ORLANDO — Most colorectal cancer patients who undergo potentially curative resection of their tumors after age 65 do not receive the follow-up care recommended by clinical practice guidelines, the results of a large population-based study suggest.
Follow-up fell short in 74% of survivors, with the greatest lapse seen in carcinoembryonic antigen (CEA) testing, which is done to detect recurrent colon cancer. Just 30% of survivors had their CEA measured twice a year, Dr. Gregory S. Cooper reported at a meeting on gastrointestinal cancers sponsored by the American Society of Clinical Oncology.
Dr. Cooper of University Hospitals Case Medical Center, Cleveland, mined the linked Surveillance Epidemiology and End Results (SEER)-Medicare database. He and his colleagues analyzed 9,246 patients older than 65 years with local or regional colorectal cancer that was diagnosed in 2000 and 2001 and resected with curative intent. The mean age of the patients was 77 years; 55% were female, 87% were white.

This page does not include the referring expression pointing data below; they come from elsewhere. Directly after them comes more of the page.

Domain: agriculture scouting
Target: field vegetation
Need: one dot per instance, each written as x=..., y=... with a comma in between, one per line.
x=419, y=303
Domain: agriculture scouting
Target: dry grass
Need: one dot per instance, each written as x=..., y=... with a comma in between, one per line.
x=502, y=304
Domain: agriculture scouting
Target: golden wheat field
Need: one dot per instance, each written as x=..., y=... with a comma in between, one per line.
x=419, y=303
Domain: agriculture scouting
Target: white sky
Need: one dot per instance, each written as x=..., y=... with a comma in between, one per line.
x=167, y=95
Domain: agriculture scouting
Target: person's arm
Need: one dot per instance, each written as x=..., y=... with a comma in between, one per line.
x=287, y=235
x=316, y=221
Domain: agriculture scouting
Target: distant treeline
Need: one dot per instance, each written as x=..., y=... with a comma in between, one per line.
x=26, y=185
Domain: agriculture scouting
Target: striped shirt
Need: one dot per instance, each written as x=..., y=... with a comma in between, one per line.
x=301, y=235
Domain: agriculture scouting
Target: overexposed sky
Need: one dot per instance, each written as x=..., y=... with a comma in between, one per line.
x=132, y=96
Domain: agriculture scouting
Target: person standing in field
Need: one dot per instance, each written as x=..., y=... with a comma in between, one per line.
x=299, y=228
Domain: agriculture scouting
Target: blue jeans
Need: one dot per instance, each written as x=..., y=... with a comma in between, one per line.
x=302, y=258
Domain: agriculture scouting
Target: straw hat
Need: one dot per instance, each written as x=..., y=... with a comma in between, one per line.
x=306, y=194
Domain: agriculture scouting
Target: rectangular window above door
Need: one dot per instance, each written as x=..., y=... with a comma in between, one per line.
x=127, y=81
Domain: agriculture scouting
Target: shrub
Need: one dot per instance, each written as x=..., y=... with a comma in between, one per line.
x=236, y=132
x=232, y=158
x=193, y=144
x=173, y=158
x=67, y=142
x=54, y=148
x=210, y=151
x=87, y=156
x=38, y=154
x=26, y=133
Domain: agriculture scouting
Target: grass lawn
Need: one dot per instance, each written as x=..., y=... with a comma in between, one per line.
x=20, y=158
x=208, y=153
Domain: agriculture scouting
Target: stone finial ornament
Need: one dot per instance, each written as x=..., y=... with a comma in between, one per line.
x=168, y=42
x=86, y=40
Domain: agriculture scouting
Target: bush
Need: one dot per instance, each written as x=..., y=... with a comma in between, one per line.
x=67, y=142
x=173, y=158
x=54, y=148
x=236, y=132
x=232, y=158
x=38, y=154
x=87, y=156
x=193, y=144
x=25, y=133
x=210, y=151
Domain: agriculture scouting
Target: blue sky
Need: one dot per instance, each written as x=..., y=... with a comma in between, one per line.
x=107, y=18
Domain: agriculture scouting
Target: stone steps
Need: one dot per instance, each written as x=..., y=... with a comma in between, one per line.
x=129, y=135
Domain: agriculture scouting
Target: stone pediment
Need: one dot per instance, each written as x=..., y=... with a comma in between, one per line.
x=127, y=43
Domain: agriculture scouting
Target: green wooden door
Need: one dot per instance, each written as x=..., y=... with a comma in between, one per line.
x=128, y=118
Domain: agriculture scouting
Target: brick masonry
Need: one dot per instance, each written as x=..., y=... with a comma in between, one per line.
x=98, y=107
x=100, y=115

Medicare claims identified procedures performed between 6 and 42 months after diagnosis. These included office visits, colonoscopy, CT or PET scans, and CEA testing. Patients were deemed to have been treated according to American Society of Clinical Oncology and National Comprehensive Cancer Network guidelines if they had at least two office visits per year, at least two CEA tests per year, at least one colonoscopy within 3 years of their resection, and a yearly CT scan for any poorly differentiated cancer.
Dr. Cooper found just 30% of patients had the requisite testing for CEA; 74% had a colonoscopy within 3 years and 90% had office visits according to the recommended schedule. The study was supported by the American Cancer Society. Dr. Cooper had no conflicts of interest to disclose.